Experiments are used to evaluate changes to your models by running and comparing the results of one or more executable binaries (i.e. different versions). Experimentation is a key part of developing a good model and Nextmv’s goal is to make it easier to run experiments so you can focus on improving your model.
Nextmv Platform provides a suite of products to create and manage different types of experiments. There are five types of experiments: scenario, batch, acceptance, shadow, and switchback; along with input sets and managed inputs to organize the data used for experiments. Experiments are always created and managed in the context of an application. That is, each application will have its own set of experiments (that you have created). See the Apps core concepts page for more information about applications.
Experiments and input sets can be created and managed with Nextmv CLI, Nextmv Console, or the HTTP API endpoints. Created experiments are saved and can be accessed at any time. After experiments have been started, the results are aggregated and can be retrieved with the same tools. When viewing the result of an experiment, Console provides a visual interpretation of the results, while the API and Nextmv CLI provide the raw JSON.
The different types of experiments and input sets are summarized below.
Types of experiments
Scenario
Scenario tests compare the output from one or more scenarios. A scenario is composed of a model version, a collection of inputs, and any specific configuration that should be applied to the runs for that scenario. You can also configure repetitions to test for variability in the results.
You can use scenario tests as a way to explore impacts to business metrics (KPIs) based on model updates, different conditions (e.g. low demand vs. high demand), parameter tuning, and more. You can also use scenario tests as a way to validate that a model is ready for further testing and likely to make an intended business impact.
Batch
Batch experiments are used to analyze the output from one or more decision models. They are generally used as an exploratory test to understand the impacts to business metrics (or KPIs) when updating a model with a new feature, such as an additional constraint. They can also be used to validate that a model is ready for further testing — and likely to make an intended business impact.
See the batch experiment reference guide for more information on batch experiments.
Acceptance
Acceptance tests build on the core concept of a batch test with a focus on evaluating the differences between exactly two models and assigning a pass / fail label based on predefined thresholds. They are used to verify if business or operational requirements (e.g., KPIs and OKRs) are being met. Acceptance tests involve running an existing production model and a new updated model against a set of test data. You then look at the results and determine if the new model is acceptable based on criteria identified beforehand.

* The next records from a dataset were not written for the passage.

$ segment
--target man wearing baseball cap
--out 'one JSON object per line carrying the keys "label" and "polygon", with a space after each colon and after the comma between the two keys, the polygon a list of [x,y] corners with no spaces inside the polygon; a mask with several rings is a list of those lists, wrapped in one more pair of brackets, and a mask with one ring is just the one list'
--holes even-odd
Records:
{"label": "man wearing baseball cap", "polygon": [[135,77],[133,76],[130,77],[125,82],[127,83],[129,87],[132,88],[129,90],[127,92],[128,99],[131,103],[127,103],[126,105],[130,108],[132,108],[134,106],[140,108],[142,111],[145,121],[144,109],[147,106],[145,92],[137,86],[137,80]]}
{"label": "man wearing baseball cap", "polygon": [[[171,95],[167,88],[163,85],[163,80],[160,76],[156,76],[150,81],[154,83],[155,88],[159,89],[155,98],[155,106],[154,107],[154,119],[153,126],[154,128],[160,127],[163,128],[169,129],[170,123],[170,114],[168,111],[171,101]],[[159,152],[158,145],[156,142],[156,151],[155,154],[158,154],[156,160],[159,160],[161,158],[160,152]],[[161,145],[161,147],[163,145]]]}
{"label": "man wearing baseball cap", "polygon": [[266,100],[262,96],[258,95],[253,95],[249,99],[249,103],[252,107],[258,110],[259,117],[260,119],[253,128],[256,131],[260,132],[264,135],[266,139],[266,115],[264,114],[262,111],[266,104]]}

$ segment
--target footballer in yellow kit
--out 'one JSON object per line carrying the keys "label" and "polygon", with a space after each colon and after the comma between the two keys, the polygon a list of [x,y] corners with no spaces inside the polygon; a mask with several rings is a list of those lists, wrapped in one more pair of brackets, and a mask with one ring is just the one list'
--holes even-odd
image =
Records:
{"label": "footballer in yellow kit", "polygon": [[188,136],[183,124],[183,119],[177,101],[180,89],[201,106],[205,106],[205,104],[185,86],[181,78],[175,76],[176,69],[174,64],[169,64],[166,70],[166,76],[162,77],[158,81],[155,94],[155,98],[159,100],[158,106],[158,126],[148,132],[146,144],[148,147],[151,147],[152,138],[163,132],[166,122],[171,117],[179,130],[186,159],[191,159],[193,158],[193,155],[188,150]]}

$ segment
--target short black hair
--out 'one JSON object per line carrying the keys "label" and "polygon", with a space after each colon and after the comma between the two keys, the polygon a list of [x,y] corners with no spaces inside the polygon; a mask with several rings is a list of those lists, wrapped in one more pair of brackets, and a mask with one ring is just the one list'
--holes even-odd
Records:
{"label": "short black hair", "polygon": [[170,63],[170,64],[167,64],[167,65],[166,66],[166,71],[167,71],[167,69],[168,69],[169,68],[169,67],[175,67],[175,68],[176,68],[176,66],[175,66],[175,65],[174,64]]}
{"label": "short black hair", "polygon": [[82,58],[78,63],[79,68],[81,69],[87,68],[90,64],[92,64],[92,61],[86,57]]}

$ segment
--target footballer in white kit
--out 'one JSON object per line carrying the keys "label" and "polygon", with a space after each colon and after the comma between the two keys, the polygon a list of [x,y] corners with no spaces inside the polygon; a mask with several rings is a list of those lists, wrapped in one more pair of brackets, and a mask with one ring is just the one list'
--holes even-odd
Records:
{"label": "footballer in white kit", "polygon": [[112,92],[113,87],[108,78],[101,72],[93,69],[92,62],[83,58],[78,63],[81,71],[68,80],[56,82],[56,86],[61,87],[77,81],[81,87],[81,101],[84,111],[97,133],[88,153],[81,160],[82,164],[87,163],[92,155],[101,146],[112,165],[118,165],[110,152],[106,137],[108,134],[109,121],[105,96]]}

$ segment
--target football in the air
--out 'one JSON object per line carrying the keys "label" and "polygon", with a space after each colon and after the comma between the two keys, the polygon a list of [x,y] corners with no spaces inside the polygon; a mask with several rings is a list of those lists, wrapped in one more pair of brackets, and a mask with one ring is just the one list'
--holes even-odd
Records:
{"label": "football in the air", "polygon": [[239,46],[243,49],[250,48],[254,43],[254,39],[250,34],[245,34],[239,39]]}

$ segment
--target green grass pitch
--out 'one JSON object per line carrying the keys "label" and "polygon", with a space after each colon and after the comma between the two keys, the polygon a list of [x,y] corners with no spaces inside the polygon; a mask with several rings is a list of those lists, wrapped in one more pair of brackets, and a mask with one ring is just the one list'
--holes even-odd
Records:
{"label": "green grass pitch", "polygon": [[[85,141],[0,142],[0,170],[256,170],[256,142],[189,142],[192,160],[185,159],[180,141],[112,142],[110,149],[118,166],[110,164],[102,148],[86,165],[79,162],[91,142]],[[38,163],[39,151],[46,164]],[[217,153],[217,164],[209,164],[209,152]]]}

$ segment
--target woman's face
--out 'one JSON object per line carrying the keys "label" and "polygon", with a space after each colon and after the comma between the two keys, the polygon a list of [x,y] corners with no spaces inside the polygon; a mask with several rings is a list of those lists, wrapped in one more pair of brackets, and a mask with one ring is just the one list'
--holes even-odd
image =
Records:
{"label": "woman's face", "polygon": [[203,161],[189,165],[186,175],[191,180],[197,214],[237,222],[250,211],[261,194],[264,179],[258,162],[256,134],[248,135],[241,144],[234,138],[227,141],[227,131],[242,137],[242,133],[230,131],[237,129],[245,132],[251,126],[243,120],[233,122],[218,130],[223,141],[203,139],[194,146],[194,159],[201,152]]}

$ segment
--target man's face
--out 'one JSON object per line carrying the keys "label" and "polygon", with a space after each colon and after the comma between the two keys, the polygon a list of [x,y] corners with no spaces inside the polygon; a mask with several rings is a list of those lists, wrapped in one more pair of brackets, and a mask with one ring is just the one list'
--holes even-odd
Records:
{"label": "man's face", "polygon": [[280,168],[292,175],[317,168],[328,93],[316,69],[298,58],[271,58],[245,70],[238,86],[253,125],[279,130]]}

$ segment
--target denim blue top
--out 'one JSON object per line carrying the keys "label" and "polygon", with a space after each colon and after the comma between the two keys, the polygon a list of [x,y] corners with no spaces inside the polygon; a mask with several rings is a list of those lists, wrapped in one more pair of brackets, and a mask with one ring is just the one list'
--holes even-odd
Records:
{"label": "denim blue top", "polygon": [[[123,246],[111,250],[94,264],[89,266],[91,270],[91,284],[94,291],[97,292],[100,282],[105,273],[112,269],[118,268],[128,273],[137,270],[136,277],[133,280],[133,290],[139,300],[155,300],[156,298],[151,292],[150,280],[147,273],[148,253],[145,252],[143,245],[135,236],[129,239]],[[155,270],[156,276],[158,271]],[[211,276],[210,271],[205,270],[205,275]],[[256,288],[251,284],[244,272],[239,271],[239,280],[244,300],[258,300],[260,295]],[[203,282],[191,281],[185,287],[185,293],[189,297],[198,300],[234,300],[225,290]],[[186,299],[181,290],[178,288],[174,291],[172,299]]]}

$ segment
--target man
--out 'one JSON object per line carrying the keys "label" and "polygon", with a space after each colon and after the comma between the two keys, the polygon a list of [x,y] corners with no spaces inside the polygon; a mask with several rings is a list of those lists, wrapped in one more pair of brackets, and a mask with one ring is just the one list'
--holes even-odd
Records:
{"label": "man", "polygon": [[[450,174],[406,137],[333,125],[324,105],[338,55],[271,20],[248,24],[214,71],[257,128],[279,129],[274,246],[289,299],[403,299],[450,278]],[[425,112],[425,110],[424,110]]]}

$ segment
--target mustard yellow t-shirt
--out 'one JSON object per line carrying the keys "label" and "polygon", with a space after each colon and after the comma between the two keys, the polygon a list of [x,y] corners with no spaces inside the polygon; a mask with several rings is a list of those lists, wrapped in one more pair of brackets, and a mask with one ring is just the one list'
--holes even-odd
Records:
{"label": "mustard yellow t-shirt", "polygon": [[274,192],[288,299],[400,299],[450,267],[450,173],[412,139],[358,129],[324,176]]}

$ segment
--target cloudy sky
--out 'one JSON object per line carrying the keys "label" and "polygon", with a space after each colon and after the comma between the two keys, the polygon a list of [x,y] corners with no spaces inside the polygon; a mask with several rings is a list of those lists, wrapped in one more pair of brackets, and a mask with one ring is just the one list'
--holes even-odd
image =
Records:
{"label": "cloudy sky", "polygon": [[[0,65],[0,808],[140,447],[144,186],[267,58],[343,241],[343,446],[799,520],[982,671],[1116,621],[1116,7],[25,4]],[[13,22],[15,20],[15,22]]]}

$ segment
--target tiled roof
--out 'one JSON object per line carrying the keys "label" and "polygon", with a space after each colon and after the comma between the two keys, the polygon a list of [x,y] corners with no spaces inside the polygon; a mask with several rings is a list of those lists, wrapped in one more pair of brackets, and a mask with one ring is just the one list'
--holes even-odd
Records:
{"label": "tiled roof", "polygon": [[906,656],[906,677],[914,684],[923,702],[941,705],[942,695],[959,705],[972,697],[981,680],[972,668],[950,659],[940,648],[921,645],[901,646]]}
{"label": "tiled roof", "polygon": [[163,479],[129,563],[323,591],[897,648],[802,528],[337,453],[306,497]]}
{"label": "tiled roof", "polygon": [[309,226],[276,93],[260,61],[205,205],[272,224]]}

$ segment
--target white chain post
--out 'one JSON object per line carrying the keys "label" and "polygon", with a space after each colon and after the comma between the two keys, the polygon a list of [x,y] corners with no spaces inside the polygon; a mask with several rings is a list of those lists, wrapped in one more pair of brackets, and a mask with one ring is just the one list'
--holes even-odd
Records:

See the acceptance tests reference guide for more information on acceptance tests.
Shadow
A shadow test is an experiment that runs in the background and compares the results of a baseline instance against a candidate instance. When the shadow test has started, any run made on the baseline instance will trigger a run on the candidate instance using the same input and options. The results of the shadow test are often used to determine if a new version of a model is ready to be promoted to production.
Shadow tests can be created using the CLI, Nextmv console or the HTTP API. See the shadow test reference guide for more information on shadow tests
Switchback
Switchback tests for decision models allow algorithm teams to analyze the performance of a candidate model compared to a baseline model using production data and conditions while making operational decisions by randomizing the candidate treatment over units of time.
Switchback tests are related to general A/B tests, but they are not the same. Switchback tests allow you to account for network effects, whereas A/B tests do not.
Switchback tests can be created using the Nextmv console or the HTTP API. See the switchback test reference guide for more information on switchback tests
Managed inputs
Managed inputs are input data that you upload and manage directly on the platform. You can create a managed input from an uploaded file or by referencing a previous run. Managed inputs can be created and managed with Nextmv CLI, the Python SDK, Nextmv Console, or the HTTP API endpoints.
Input sets
Input sets are defined sets of inputs to use for an experiment. You can create input sets with Nextmv CLI, the Python SDK, Nextmv Console, or the HTTP API endpoints.
An input set can be composed of managed inputs, inputs from prior runs (by referencing run IDs), or inputs gathered from a date range and instance ID. Note that the maximum number of inputs allowed in an input set is 20.
Custom metrics (statistics convention)
It is often useful to define custom metrics to evaluate the results of an experiment. Custom metrics are defined as part of the run output in the metrics or statistics field.
The metrics field is a flexible JSON and can be fully customized to your needs. For more information on custom metrics, see the metrics reference guide.
Review the Results
After running an experiment from the CLI, navigate to the Nextmv console to view the results of your experiment comparing the models. Note, when running large experiments, you may need to check back later to view results.
Within the Nextmv console, you'll find your experiment under the Experiments section.